PropTrack data confirms the monthly rise but recorded a softer home price increase of 0.14% in April.

PropTrack Home Price Index April 2023

Region Monthly growth (%) – All dwellings Annual growth (%) – All dwellings Median value ($) – All dwellings
National 0.14 -3.14 737,000
Capital Cities 0.2 -3.72 791,000
Regional Areas 0 -1.73 616,000
Sydney 0.4 -4.48 1,005,000
Rest of NSW 0.07 -2.99 707,000
Melbourne -0.11 -5.36 795,000
Rest of Vic. -0.24 -3.15 596,000
Brisbane 0.14 -2.88 721,000
Rest of Qld 0.04 -0.25 600,000
Adelaide 0.41 5.23 651,000
Rest of SA 0.16 10.28 381,000
Perth 0.21 3.11 571,000
Rest of WA 0.34 5.58 459,000
Hobart -0.27 -5.96 664,000
Rest of Tas. 0.07 -0.6 504,000
Darwin 0.11 -0.83 494,000
Rest of NT 0.06 4.63 454,000
ACT -0.17 -6.34 839,000

Source: PropTrack.

Cash rate pause pays off

PropTrack Senior Economist Eleanor Creagh says price falls recorded over most of last year have begun to reverse this year.

She explains the constraints on supply have eased somewhat with respect to the total stock on the market, but the pace of new listings remains sluggish.

“Strong migration, tight rental markets and limited supply are offsetting the impact of rapid interest rate rises,” Creagh says.

“The decision by the Reserve Bank to hold the cash rate steady in April is also likely to have contributed to the uplift in home values as a higher degree of confidence with respect to future borrowing costs emerges.

Lawless agrees, saying the growing expectation the rate hiking cycle is over, or nearly over, following a sharp decline in values was another likely factor supporting housing demand.

“This could be contributing to a broader perception that the market has bottomed out, and for those attempting to time the market, that it is considered to be a good time to buy,” he says.

“As interest rates stabilise there is a good chance consumer sentiment will improve, bolstering housing market activity from both a purchasing and a selling perspective.”

Headwinds remain

Despite the recent stabilisation of home values, Creagh says home value headwinds remain.

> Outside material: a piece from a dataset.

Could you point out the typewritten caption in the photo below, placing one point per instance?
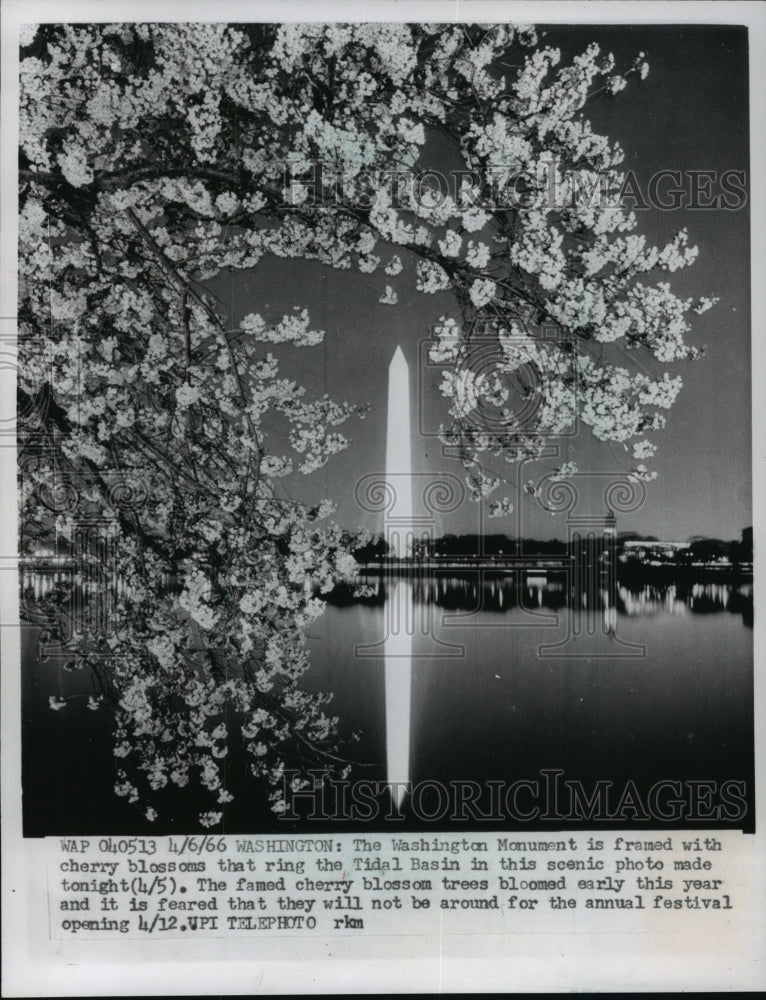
(218, 886)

“Interest rates may still rise further, and the economy is expected to slow.”

Nevertheless, she says, the ongoing tightness in the labour market, coupled with stronger housing demand and a shortage of supply, is expected to sustain the recovery of the housing market.

“A home shortage exacerbated by high construction costs will also underpin values as population growth increases,” Creagh says.